I am trying to show that the alternating minimization algorithm will converge to the global minimum for my application. Since I am not a mathematician, I would appreciate if someone can either improve my arguments or find flaws in those.
My AM algorithm generates a sequence of variables $\hat{δ^n}$, $\hat{x^n}$ at successive iteration steps as follows:
$$\hat{δ^n} = argmin_{δ} ̅(‖A_{MV}(\bar{δ})\hat{x}^{{(n-1)}} - \bar{y}‖^2 +μ_δ‖D\bar{δ}‖^2) ......................[A]$$
$$\hat{x}^{n} = argmin_{x} ̅(‖A_{MV}(\hat{δ^n})\bar{x} - \bar{y}‖^2 +μ_S‖D\bar{x}‖^2) ......................[B]$$
The subscript "MV" stands for multi voxel. It should be noticed that block diagonal matrix $A_{MV}(\bar{δ})$ consists of $A(δ_{Voxel})$ from individual voxels along its diagonal, with no off diagonal term. The matrix D is just a first difference operator.

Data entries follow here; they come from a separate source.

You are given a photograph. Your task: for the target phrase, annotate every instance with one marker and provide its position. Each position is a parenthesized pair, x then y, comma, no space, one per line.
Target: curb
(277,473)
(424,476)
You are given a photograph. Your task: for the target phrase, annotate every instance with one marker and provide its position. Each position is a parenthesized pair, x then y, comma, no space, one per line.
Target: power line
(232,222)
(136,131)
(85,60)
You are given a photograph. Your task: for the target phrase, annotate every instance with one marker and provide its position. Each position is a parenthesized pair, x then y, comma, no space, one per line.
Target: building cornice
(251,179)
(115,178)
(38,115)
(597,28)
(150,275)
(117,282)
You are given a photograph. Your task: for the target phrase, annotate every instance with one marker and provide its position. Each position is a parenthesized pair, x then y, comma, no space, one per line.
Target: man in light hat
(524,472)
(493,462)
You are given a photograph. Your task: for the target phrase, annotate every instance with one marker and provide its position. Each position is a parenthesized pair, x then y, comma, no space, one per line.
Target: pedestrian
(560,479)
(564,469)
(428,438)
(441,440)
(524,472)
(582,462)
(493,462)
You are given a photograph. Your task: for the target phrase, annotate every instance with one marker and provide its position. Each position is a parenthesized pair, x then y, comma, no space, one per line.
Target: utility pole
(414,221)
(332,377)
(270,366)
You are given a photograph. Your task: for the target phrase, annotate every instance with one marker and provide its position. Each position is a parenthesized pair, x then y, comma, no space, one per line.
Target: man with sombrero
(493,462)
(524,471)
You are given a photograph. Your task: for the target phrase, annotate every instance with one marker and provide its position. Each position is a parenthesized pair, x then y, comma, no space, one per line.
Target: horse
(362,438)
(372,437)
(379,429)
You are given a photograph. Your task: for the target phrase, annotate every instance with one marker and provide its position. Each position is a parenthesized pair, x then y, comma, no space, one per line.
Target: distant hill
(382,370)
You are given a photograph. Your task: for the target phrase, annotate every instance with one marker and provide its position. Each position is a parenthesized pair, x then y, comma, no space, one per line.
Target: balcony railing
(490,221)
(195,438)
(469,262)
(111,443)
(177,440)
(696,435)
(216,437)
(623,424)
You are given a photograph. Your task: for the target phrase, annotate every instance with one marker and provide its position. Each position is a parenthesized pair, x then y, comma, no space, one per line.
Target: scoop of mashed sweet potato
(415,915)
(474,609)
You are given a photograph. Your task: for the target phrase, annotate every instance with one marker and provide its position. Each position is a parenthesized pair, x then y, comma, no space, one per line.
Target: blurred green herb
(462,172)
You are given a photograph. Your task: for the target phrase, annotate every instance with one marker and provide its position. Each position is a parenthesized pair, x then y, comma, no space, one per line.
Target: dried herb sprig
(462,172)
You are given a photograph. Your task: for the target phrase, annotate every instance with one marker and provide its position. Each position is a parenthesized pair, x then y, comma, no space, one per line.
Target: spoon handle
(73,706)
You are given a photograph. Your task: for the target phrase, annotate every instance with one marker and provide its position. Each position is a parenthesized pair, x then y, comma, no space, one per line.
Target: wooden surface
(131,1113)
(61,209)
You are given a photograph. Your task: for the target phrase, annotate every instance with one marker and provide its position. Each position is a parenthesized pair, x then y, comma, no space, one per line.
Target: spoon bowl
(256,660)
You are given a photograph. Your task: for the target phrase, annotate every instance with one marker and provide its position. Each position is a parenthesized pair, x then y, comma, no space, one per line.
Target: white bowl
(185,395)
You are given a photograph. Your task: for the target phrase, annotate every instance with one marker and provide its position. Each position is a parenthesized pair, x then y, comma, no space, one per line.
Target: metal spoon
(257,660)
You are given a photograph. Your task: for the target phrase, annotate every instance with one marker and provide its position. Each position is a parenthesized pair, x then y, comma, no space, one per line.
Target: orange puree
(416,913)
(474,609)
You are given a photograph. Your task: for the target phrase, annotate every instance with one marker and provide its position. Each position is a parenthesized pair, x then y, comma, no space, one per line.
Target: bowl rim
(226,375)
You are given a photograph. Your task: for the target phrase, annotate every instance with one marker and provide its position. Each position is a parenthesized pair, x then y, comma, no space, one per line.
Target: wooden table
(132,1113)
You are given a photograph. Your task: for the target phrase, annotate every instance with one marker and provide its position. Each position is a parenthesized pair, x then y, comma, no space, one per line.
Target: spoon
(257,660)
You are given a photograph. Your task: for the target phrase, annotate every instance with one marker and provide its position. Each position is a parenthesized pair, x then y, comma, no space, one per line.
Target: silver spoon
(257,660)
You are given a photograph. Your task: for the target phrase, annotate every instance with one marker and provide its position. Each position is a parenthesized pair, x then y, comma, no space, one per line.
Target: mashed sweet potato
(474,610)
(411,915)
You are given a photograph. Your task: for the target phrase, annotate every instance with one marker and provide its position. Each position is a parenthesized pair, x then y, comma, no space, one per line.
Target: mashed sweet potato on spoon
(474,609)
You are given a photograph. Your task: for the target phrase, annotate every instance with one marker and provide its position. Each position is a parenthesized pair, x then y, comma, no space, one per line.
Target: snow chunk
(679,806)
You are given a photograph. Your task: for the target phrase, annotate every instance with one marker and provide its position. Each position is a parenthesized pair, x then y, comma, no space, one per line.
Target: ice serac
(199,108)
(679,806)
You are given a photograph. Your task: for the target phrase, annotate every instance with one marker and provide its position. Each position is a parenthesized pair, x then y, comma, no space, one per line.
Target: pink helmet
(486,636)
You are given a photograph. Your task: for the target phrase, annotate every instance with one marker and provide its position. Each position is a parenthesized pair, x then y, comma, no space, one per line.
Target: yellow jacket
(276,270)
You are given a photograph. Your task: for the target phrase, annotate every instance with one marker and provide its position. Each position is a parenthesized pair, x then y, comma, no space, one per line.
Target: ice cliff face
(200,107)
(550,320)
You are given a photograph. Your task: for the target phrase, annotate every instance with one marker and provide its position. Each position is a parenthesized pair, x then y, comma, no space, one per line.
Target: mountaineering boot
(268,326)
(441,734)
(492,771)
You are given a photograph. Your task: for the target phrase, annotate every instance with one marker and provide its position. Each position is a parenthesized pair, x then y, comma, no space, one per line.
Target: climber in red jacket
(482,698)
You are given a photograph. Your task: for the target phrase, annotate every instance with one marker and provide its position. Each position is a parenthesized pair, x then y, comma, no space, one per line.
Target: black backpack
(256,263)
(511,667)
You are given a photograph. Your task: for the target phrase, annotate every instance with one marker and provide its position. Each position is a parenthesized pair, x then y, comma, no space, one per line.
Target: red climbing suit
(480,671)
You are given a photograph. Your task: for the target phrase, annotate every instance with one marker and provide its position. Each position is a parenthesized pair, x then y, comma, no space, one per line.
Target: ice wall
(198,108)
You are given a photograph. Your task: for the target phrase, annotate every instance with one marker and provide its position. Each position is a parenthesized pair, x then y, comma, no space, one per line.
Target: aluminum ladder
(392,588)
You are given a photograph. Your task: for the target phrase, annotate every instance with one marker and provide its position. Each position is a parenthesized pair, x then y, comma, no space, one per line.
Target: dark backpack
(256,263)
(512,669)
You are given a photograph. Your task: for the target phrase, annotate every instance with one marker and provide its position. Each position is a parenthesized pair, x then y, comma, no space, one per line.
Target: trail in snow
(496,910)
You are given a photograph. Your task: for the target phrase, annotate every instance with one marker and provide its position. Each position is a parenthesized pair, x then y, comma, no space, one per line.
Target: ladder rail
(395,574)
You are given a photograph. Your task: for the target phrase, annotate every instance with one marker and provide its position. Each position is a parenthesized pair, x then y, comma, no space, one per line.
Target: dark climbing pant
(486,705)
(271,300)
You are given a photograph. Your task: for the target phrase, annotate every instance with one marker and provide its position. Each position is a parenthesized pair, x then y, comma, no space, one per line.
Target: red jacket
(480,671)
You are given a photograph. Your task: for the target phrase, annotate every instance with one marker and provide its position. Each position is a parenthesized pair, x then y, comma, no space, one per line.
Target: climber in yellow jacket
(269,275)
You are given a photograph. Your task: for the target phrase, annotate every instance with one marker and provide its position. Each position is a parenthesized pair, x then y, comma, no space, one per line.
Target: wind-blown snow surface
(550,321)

Here, the expression in Eqn [B] is a L2-norm of a linear function in $\bar{x}$ and hence, a global convergence is guaranteed for this expression.
On the other hand, though the second term of Eqn [A] involves L2-norm of a linear function of $\bar{δ}$, the first term involves a L2-norm of a nonlinear function of $\bar{δ}$ and hence, one would expect the solution to converge to a local minimum. However, if we consider single voxel equivalent of first term i.e. $f_{voxel} = ‖A(δ_{voxel})x - y‖^2$, then its first derivative changes sign only once and the second derivative is positive at that point (refer the figure). Correspondingly, we find only one minima near δ0 (solution for no noise case). In other words, the function $f_{voxel}$ is unimodal, though it’s not convex everywhere. Consequently, we can conclude that the corresponding multi voxel equivalent i.e. $‖A(\bar{δ})\hat{x}^{{(n-1)}} - y‖^2$ is a multi-variate uni-modal with only one minimum and hence expression in [A] is also guaranteed to converge to globally.